Les trois policiers ont été pulvérisés par l’explosion, causée par un bidon contenant vingt kilos d’amonal, quarante kilos de mitraille et un amplificateur de penthrite. L’attentat a été minutieusement préparé par l’organisation terroriste afin de compliquer le désamorçage de la voiture piégée et de garantir qu’il y aurait des victimes.
Les restes des trois victimes, ainsi que la déflagration qui a blessé onze personnes, ont été projetés sur un rayon de plus de 50 mètres, provoquant des scènes d’horreur parmi les habitants qui attendaient la fin de l’intervention. Certains témoins ont raconté comment des éclats de verre des bâtiments touchés et des restes humains ont commencé à tomber du ciel. La bombe était si puissante que les pompiers ont dû monter sur le toit d’un immeuble de deux étages pour le débarrasser des restes des victimes.

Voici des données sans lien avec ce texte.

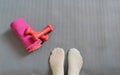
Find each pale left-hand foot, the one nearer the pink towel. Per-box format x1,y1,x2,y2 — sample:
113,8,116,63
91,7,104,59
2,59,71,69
49,48,65,75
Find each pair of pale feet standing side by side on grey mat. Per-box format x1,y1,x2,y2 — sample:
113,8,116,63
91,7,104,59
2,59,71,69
49,48,83,75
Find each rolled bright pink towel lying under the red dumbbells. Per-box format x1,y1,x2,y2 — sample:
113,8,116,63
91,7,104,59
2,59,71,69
10,18,42,52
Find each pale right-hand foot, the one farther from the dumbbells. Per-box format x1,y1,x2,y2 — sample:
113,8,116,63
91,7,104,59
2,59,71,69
68,48,83,75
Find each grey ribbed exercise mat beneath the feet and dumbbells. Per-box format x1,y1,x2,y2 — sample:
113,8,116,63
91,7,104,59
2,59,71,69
0,0,120,75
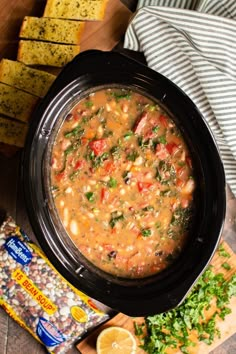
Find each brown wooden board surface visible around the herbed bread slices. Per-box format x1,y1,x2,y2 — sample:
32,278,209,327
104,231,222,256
0,0,132,60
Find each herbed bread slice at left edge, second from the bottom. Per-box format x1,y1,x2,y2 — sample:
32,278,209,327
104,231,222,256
0,83,39,122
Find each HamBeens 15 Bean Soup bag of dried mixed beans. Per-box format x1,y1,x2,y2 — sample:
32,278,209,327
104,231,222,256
0,217,108,353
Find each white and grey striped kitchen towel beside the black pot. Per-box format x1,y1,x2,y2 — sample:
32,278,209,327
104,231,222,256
124,0,236,195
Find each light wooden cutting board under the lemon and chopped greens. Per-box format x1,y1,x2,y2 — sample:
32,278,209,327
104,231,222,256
77,242,236,354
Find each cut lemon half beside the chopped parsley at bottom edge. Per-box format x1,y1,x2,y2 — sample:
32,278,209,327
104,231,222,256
97,326,137,354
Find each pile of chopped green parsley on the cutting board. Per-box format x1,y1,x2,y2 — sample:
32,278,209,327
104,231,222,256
135,267,236,354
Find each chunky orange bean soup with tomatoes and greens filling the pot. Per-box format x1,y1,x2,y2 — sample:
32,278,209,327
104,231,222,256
51,89,195,278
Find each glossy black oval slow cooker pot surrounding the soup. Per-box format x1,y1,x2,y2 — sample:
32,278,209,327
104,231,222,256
22,51,226,316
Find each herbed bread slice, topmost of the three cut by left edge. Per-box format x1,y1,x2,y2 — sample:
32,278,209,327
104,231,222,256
0,59,56,97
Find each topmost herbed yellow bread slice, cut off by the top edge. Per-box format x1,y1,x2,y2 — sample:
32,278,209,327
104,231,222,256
43,0,108,21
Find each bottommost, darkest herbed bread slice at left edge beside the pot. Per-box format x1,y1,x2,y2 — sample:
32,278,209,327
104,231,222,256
0,115,28,148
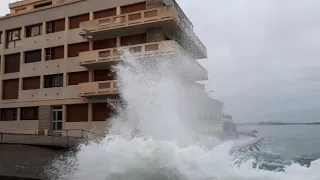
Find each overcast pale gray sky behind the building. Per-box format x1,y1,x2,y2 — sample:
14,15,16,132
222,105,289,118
0,0,320,122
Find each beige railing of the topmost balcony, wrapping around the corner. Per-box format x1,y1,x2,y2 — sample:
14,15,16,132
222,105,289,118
80,6,207,56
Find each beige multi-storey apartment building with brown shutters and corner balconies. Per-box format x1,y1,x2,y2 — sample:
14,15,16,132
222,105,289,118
0,0,208,136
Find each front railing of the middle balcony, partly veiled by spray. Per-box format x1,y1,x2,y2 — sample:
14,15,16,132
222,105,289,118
79,41,182,67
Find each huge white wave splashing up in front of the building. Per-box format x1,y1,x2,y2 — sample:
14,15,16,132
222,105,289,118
50,52,320,180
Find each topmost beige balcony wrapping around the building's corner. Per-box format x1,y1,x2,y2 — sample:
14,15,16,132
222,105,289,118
80,6,207,59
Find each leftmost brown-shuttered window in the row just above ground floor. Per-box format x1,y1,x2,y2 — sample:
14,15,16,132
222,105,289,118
2,79,19,100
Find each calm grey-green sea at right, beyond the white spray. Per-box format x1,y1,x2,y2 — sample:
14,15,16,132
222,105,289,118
238,125,320,165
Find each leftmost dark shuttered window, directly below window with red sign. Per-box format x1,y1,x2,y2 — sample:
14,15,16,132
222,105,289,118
4,53,20,74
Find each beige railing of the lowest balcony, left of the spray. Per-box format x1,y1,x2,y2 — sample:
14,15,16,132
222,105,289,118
79,81,119,97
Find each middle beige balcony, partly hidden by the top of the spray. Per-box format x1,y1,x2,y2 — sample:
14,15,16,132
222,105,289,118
79,40,208,81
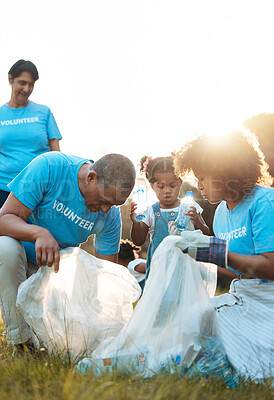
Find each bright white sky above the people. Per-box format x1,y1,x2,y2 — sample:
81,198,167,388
0,0,274,163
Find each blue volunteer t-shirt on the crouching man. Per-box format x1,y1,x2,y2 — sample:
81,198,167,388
9,152,121,264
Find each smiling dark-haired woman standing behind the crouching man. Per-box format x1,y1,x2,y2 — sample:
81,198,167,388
0,60,62,207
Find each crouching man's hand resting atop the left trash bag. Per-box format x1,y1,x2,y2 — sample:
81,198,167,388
35,229,60,272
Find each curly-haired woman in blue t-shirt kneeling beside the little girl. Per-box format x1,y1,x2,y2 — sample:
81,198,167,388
174,131,274,379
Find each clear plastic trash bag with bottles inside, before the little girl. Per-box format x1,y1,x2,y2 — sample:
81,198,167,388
76,236,237,384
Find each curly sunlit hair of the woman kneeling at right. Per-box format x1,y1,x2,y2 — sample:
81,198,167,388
173,131,272,196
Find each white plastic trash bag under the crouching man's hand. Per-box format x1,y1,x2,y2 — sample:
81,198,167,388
17,248,141,360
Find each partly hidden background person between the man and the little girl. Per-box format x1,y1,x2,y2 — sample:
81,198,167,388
118,239,146,290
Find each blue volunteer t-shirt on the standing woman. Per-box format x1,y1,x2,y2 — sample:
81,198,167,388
0,101,62,191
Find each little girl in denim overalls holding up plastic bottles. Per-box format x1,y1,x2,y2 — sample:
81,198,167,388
130,156,209,279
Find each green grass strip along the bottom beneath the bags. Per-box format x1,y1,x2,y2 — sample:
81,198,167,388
0,323,274,400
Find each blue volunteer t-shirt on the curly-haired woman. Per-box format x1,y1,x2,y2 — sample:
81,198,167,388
213,186,274,273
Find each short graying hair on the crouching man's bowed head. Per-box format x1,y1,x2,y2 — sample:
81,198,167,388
91,153,136,196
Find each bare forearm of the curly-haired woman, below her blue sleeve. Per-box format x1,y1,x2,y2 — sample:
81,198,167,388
228,252,274,280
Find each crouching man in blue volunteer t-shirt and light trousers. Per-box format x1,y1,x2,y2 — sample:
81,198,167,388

Tous les partis politiques, à l’exception de Herri Batasuna (aujourd’hui identifié sous le nom de EH Bildu), ont condamné cet attentat terroriste.
En février 2025, la veuve et les enfants de Manuel Jódar Cabrera, marqués à jamais comme toutes les victimes, racontent avec une profonde douleur ce qui s’est passé, dans l’unique but que les générations futures apprennent de ces événements. Le bain de sang ne sera jamais justifié et ne servira aucun autre objectif que d’apporter douleur et honte à la société qui en est témoin.